Hasta la noche no se le puede buscar.

Ahora disparan a la izquierda, pero con desgana: las balas que más duelen. Morir en un ataque es cosa leve, o rechazándolo: no le pasan a uno por encima. Se puede más. Pero así, tontamente, ¡habiendo tanto aire!, que le den a uno por casualidad. Balas perdidas. Disparar por no hacer otra cosa, por no dormirse.

Olivar al mediodía, leve declive escalonado. Chicharras. Achicharrado.

El olor del sol, y el fusil a mano. Y la canción lejana. ¿Quién canta? Uno de por aquí, o aquel bizco, de Córdoba. No se mueve nada. ¡Que nadie se mueva! Mediodía. Nada se mueve. ¡Oh, torcidos troncos retorcidos, grises, que continuáis creciendo al ritmo de la tierra!

La canción, otra vez, y una hormiga. Una vieja canción cualquiera:

En el alma te tengo
tan a lo vivo, 
que despierto soñando
siempre contigo. 
Y en despertando
me digo yo a mí mismo: 
vamos soñando.

Seguidilla de la tierra: yo soy el muerto. La hormiga, negra, sube por el tronco, vivo y muerto. Vivo y muerto, como yo. Uno vive siempre y siempre está muerto; fuera y dentro: de arriba a abajo; de las raíces al pelo.

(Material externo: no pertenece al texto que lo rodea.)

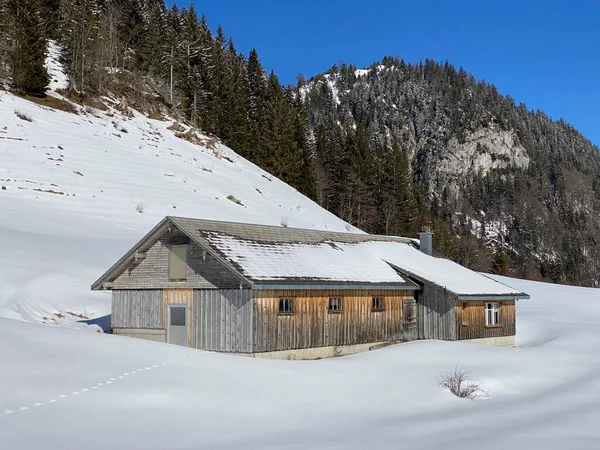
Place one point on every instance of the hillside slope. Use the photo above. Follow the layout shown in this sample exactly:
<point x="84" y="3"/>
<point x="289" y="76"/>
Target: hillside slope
<point x="72" y="390"/>
<point x="78" y="190"/>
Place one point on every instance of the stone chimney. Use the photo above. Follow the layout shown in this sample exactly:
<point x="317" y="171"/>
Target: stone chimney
<point x="426" y="242"/>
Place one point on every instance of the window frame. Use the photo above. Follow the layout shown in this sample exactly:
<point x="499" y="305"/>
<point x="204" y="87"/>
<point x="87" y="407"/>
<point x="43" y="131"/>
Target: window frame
<point x="333" y="301"/>
<point x="185" y="261"/>
<point x="492" y="314"/>
<point x="377" y="304"/>
<point x="290" y="302"/>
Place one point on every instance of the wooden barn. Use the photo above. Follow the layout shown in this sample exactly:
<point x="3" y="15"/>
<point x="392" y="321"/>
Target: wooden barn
<point x="294" y="293"/>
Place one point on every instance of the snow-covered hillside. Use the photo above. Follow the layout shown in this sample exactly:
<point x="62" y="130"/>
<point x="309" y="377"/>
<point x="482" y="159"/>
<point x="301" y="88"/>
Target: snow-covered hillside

La canción, la vieja canción.

La guerra, estamos en guerra. Matar y morir. La hormiga se metió por un gran agujero. Sol de mediodía. Ni un soplo. Las chicharras y el silencio.

Olivar: olvidar. Y dormir. Pero si me duermo, me puedo morir sin darme cuenta, y siempre hay que morir con los ojos abiertos.

¿Quién eres tú?

(A veces uno vuelve solo a casa, después de la lluvia. El cielo está más azul, con nubes. Los charcos brillan entre el lodo. Los setos verdes y negros. La hierba, todavía mojada. Los zapatones embarrados, los carriles con aguas paralelas, de trecho en trecho, plata. La niebla dormida en las laderas de los oteros. Transido. El airecillo frío. Allá arriba. Parece mentira que sea también España.)

El olivar, oro.

Yo soy el muerto, todavía vivo. Yo vivo, todavía muerto. Me pegaron un tiro entre los dos ojos. Sordo sudor sordo, mudo. Mediodía de plomo ensordecedor. Peso hundido, mudo. ¿Quién recuerda el recuerdo? Yo. Pero, ¿qué recuerda el recuerdo?

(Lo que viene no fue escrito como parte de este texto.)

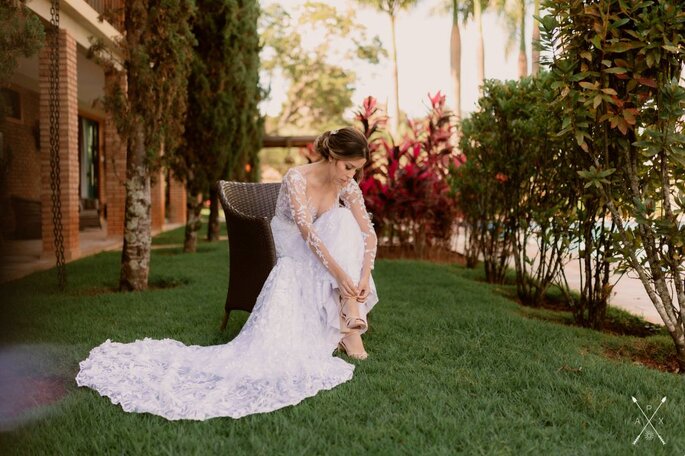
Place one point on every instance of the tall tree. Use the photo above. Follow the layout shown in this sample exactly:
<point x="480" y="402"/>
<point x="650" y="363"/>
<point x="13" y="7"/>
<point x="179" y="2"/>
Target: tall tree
<point x="514" y="12"/>
<point x="149" y="112"/>
<point x="392" y="9"/>
<point x="473" y="9"/>
<point x="21" y="35"/>
<point x="320" y="76"/>
<point x="455" y="59"/>
<point x="535" y="41"/>
<point x="223" y="93"/>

Quema el cerrojo. Si atacaran, ¿qué haría yo? Pegarme a la tierra, entre el tronco y esta piedra. Olivar, ¿te estremeces? ¿Es posible que sea el viento? No: la calentura del sol. Todo quieto, todo blanco, todo rojo.

La hormiga ha vuelto a salir del agujero del tronco, empujando algo blanco, un grano. ¡Qué sueño! ¿Qué sueño? Y aquél -¿de Córdoba?- otra vez, cantando:

En el alma te tengo
tan a lo vivo, 
que despierto soñando
siempre contigo. 
Y en despertando
me digo yo a mí mismo: 
vamos soñando.

Allá, entre las líneas, por el arroyo -ni nuestro, ni de ellos- de pronto, cola al aire, husmeando, un perro.